The first scene features Cronus, thudding his golden time staff twice, commencing the tick of time. Startled by the noise, his student Hannah woke up from her slumber and began to sit straight as Cronus made her recall the laws of time. She failed to properly recite these laws as she deemed them dull and boring. Cronus, accustomed to Hannah’s irritable approach to anything tedious, therefore, decided to recite it for her.
The stage lighting shifted into yellow and white to display neutral ambiance. Another scene opened, next to Cronus and Hannah’s: a café where four friends seated at a roundtable reminiscing their past as orphans. They longed for their friend named Faye, subtly leaving a vacant seat in case she ever arrives. The three of them were adopted save for Abie, who grew up independently in a foster home and was currently working in the cafe. With this aside, the friends decided to play truth-or-dare with spin the bottle. This being Hannah’s final test: to manipulate them by controlling to whom the bottle points.
As the lights begin to dim, another character emerged from the background. A lady wearing a white-laced dress faced Hannah, stroked her hair and called Hannah her daughter. On the latter part of the play, it was revealed that Hannah was a victim of parental abuse. Her mother, Segunda, oppressed her by refusing her to be with her friends. Segunda constantly blamed Hannah as the reason why her husband left. With this, Hannah had suicidal tendencies. Later at her birthday, her mother promised her a gift under one condition: If her father ever comes back within the day she is set to be free, but if not, she will be a prisoner. Hannah grew delusional when her father didn’t arrive. She counted time and eventually, succumbed to death. She woke up to Cronus’ place of time, and he dubbed her as Hannah when, really, she was Faye.
The play’s set design was suited for the time setting of the play. A large clock was placed at the background, indicating that time consumes us and it is not just an illusion—it is something tangible and real.
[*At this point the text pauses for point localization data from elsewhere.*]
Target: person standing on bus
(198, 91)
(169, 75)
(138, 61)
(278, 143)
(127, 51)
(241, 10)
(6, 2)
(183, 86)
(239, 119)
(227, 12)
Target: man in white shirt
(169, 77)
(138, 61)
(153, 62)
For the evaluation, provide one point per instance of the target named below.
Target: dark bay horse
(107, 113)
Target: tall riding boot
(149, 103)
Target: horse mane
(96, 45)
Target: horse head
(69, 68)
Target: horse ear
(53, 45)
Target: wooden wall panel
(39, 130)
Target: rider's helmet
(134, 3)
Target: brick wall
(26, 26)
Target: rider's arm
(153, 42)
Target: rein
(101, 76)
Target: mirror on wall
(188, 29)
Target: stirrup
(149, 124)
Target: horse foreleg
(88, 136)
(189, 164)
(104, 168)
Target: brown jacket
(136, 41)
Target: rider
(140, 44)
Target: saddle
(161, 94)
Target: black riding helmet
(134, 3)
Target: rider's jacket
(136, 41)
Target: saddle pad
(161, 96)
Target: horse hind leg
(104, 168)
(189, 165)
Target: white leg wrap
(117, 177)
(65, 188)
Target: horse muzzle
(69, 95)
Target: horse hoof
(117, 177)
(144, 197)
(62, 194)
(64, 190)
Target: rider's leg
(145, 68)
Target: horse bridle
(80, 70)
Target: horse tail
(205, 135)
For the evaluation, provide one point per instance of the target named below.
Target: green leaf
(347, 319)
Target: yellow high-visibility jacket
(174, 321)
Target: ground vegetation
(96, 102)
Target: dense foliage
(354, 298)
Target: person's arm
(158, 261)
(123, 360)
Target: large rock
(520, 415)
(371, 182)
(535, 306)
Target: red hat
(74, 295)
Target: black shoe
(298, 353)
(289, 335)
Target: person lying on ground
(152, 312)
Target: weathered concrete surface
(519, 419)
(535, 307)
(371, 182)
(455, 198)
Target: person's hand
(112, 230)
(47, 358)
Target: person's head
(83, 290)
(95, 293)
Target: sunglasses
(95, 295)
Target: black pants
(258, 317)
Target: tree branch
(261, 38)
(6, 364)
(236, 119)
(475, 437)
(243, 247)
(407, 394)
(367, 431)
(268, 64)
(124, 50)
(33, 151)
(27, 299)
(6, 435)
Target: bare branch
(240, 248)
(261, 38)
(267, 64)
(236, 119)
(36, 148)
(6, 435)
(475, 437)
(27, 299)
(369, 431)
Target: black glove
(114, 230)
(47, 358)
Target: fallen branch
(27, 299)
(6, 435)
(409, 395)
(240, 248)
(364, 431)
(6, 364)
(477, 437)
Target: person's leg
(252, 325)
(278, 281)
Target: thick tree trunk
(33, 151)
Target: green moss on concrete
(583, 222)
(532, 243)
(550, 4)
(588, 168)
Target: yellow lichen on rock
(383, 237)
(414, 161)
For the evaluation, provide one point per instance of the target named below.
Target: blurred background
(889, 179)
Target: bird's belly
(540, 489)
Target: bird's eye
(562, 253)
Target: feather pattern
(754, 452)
The play, above all else, is about a girl trapped in between the seconds of time; a girl who is still grounded by the ghost of her past. Heavily driven by her emotions, Hannah—although unwilling to choose the fate of her four friends—was determined to be the heir of Cronus. Closing to an end, she faced Cronus and declared she was ready. Cronus proceeded to remove his necklace and crown, placed it upon Hannah’s head, and returned to his throne of chrome and gold to rest. She faced the audience and asked who among the four friends they are wishing to have a happy ending.
The play evolved to be a metafiction because the narrator intentionally appeared in the story as a divine entity telling the audience what he or she is going to do next. This technique of the writer was oddly effective. Giving the audience an opportunity to participate is rarely done; and with only one ending, it left the audience puzzled over the other characters’ ending.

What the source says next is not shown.